What is Fourth Industrial revolution?

  • It is characterized by a fusion of technologies that is blurring the lines between the physical, digital, and biological spheres.
  • It brings together digital technology and the physical world to create a new range of products and services.
  • The possibilities of billions of people connected by mobile devices, with unprecedented processing power, storage capacity, and access to knowledge, are unlimited.
  • And these possibilities will be multiplied by emerging technology breakthroughs in fields such as artificial intelligence, robotics, the Internet of Things, autonomous vehicles, 3-D printing, nanotechnology, biotechnology, materials science, energy storage, and quantum computing.
  • The revolution is evolving at an exponential rather than a linear pace and it is disrupting almost every industry in every country.
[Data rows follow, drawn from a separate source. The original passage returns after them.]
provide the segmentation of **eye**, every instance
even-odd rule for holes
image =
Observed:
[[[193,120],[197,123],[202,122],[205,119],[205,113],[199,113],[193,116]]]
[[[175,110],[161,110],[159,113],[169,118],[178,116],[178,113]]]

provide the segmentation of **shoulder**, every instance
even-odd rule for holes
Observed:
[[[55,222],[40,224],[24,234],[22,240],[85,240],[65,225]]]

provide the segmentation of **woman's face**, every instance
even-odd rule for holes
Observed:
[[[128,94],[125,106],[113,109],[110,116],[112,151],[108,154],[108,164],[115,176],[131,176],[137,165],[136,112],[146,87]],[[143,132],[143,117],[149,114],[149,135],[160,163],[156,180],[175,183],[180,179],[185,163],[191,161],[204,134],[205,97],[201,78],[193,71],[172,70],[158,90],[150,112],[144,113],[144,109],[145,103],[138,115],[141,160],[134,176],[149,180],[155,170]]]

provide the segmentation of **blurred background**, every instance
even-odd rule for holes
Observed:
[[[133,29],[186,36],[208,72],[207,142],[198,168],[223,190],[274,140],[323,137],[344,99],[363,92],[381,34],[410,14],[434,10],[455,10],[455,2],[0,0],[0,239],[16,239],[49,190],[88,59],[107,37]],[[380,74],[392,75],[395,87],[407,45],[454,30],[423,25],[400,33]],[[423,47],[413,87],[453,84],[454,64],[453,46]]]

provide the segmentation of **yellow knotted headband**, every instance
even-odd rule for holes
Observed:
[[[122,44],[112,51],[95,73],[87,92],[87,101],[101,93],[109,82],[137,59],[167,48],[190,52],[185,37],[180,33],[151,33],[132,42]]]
What is the case with India?

  • India is not a frontrunner in most of these areas.
  • But India started beginning to make their contribution to the emerging digital-physical world.
  • India heads the list of the Top 10 digital nations, according to the recently released Tholons Services Globalisation Index.
  • The rank reflects the country taking global leadership in the use of mobile data, Aadhaar’s success in giving every resident a unique digital identity, and Rupay’s rapid growth and acceptance when compared to the stodgy performance of global card companies like Visa and MasterCard.
  • The features of these platforms are low cost and massive scale, precisely the combination that defines most Indian markets.
  • Such platforms can be used to offer products and cloud-based services to citizens and consumers by governments and businesses.
  • The overwhelming majority of the 10 million businesses registered with the GST (goods and services tax) system don’t have access to institutional credit.
  • The new technologies, data platforms like the GST Network and the Corporate Identification Number system, along with interventions like the Reserve Bank’s support for a Public Credit Registry, make it possible to radically improve the transparency of the financial system.
  • This ensures small businesses without either a credit history or assets to offer as collateral can get credit on the basis of their cash flow.
  • The result could be transformative for millions of small businesses.
  • If cloud-based platforms can be put in the public space, new businesses could build on them, as Uber has done with the Global Positioning System (GPS).
  • The remarkable volunteer-driven Bengaluru firm iSpirt is working on a platform for medical application.
  • Businesses that build on such platforms that offer low cost and large scale could facilitate success in 4thIR in a way that India failed to achieve in earlier manufacturing avatars.
  • Digital-only banking is already a reality, while the cloud-based Zoho business software package offers small businesses affordable pay-as-you-go business software solutions that are precluded by the heavy upfront costs.

What should be done?

  • Countries like China kept Google at bay while developing its own Baidu search engine, and also kept out the international credit cards while pushing its own UnionPay.
  • This could be due to the concern that lack of control of key data platforms could become a national vulnerability in conflict situations.
  • This was also the reason for the major push towards data localisation as policy measure in India, despite US opposition.
  • The development of the satellite-guided Navic system as an alternative to the US-promoted GPS is another result of such thinking.
  • However, India should ensure that access to the domestic market be leveraged also in other areas like transportation, manufacturing etc., without losing efficiency.
  • The Fourth Industrial Revolution may indeed have the potential to robotize humanity and thus to deprive us of our heart and soul.
  • But the creativity, empathy, stewardship inherent in them can also lift humanity into a new collective and moral consciousness based on a shared sense of destiny.
  • It is incumbent on the people and the government to make sure the latter prevails.